A finite element framework is presented for analyzing crack-tip phenomena in transversely isotropic, strain-limiting elastic materials. Mechanical response is characterized by an algebraically nonlinear constitutive model, relating stress to linearized strain. Non-physical strain singularities at the crack apex are mitigated, ensuring bounded strain magnitudes. This methodology significantly advances boundary value problem (BVP) formulation, especially for first-order approximate theories. For a transversely isotropic elastic solid with a crack, the governing equilibrium equation, derived from linear momentum balance and the nonlinear constitutive model, is reduced to a second-order, vector-valued, quasi-linear elliptic BVP. This BVP is solved using a robust numerical scheme combining Picard-type linearization with a continuous Galerkin finite element method for spatial discretization.
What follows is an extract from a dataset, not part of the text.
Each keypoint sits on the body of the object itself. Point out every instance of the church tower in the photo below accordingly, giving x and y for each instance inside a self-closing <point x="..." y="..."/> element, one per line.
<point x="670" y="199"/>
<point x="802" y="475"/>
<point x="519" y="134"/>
Numerical results are presented for various loading conditions, including uniform tension, non-uniform slope, and parabolic loading, with two distinct material fiber orientations. It is demonstrated that crack-tip strain growth is substantially lower than stress growth. Nevertheless, strain energy density is found to be concentrated at the crack tip, consistent with linear elastic fracture mechanics principles. The proposed framework provides a robust basis for formulating physically meaningful, rigorous BVPs, critical for investigating fundamental processes like crack propagation, damage, and nucleation in anisotropic, strain-limiting elastic solids under diverse loading conditions.